Zerunyan also said local governments have debt ceilings that they cannot surpass for any reason, but in the case of the federal government, there are no such limitations keeping them from overspending. He said the reason Republicans do not want to raise or suspend the debt ceiling has more to do with ideology than economics.
“Ideologically, when you’re raising the debt limit, you’re kind of authorizing expenditure when one party shuns expenditures, especially on social programs,” Zerunyan said. “The other party wishes to spend on social programs.”
What if the debt limit isn’t increased?
If the ceiling is not raised, the Department of Treasury will have to implement “extraordinary measures.” These measures are actions that can be taken by the Secretaries of the Treasury to prevent the U.S. from defaulting while Congress debates whether or not to increase the debt limit for the new fiscal year.
But, these measures do have their limitations. Treasury Secretary Janet Yellen said the U.S. government could run out of funds to pay its bills by Oct. 18. If Congress fails to reach a consensus by then, the U.S. would default on its debt for the first time in history.

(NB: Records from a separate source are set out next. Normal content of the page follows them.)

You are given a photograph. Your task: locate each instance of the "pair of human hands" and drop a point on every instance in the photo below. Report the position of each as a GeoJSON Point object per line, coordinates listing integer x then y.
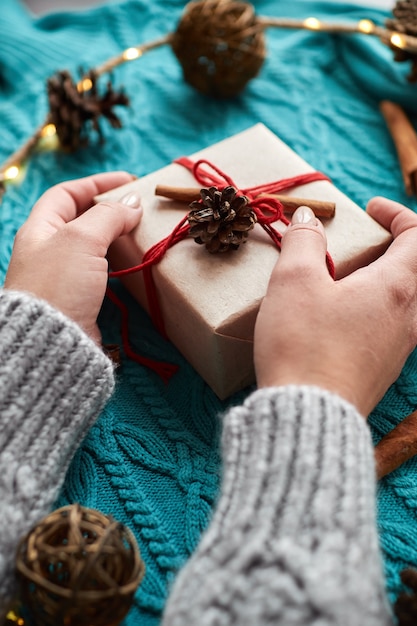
{"type": "Point", "coordinates": [350, 336]}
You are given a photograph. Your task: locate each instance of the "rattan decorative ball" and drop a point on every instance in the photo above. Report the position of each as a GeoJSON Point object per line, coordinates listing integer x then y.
{"type": "Point", "coordinates": [404, 20]}
{"type": "Point", "coordinates": [220, 46]}
{"type": "Point", "coordinates": [78, 567]}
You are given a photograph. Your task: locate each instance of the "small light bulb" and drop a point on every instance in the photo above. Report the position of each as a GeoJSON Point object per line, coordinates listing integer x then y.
{"type": "Point", "coordinates": [48, 130]}
{"type": "Point", "coordinates": [130, 54]}
{"type": "Point", "coordinates": [398, 40]}
{"type": "Point", "coordinates": [11, 172]}
{"type": "Point", "coordinates": [366, 26]}
{"type": "Point", "coordinates": [312, 23]}
{"type": "Point", "coordinates": [85, 84]}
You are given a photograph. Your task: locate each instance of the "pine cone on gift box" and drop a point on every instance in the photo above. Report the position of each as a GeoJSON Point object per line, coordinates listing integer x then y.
{"type": "Point", "coordinates": [221, 219]}
{"type": "Point", "coordinates": [73, 110]}
{"type": "Point", "coordinates": [405, 21]}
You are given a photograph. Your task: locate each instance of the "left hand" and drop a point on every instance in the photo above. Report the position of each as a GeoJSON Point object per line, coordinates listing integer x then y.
{"type": "Point", "coordinates": [59, 254]}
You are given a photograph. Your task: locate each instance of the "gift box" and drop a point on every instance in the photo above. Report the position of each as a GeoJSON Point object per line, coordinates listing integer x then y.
{"type": "Point", "coordinates": [209, 302]}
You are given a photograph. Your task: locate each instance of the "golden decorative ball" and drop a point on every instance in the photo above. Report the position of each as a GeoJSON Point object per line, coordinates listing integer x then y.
{"type": "Point", "coordinates": [78, 567]}
{"type": "Point", "coordinates": [220, 45]}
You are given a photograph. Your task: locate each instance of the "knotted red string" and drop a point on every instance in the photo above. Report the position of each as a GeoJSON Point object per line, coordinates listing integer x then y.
{"type": "Point", "coordinates": [267, 209]}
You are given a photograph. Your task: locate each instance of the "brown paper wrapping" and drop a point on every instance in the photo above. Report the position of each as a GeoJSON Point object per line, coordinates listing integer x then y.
{"type": "Point", "coordinates": [210, 302]}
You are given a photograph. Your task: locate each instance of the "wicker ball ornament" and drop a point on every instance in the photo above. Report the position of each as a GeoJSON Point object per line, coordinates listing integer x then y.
{"type": "Point", "coordinates": [220, 46]}
{"type": "Point", "coordinates": [404, 20]}
{"type": "Point", "coordinates": [78, 567]}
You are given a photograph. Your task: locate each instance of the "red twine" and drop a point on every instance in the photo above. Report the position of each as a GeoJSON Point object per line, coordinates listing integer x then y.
{"type": "Point", "coordinates": [267, 210]}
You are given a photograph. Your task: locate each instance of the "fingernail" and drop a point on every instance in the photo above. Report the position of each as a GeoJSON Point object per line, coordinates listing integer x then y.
{"type": "Point", "coordinates": [303, 215]}
{"type": "Point", "coordinates": [131, 199]}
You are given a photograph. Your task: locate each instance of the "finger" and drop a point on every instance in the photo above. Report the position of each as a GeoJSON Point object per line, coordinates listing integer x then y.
{"type": "Point", "coordinates": [64, 202]}
{"type": "Point", "coordinates": [402, 222]}
{"type": "Point", "coordinates": [393, 216]}
{"type": "Point", "coordinates": [304, 245]}
{"type": "Point", "coordinates": [105, 222]}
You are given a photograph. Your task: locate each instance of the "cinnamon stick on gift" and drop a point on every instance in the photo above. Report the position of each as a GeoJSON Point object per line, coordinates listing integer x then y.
{"type": "Point", "coordinates": [397, 446]}
{"type": "Point", "coordinates": [405, 140]}
{"type": "Point", "coordinates": [321, 208]}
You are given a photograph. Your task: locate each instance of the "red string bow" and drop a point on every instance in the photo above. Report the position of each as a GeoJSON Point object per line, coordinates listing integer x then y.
{"type": "Point", "coordinates": [267, 209]}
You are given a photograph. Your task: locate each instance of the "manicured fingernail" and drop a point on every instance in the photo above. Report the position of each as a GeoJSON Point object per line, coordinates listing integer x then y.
{"type": "Point", "coordinates": [131, 199]}
{"type": "Point", "coordinates": [303, 215]}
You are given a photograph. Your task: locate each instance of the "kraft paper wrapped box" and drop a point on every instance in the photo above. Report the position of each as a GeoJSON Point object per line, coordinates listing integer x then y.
{"type": "Point", "coordinates": [209, 302]}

Yellen further warned Congress that the effects of the U.S. going into default would be “disastrous for the American economy.” Interest rates would increase, so mortgages and consumer loans would be more expensive. The government would also not be able to pay federal salaries or benefits, including Social Security, Medicare and Medicaid payments.
While Congress continues to debate, workers like Vargas will be waiting to find out if they will have paying jobs, on Friday.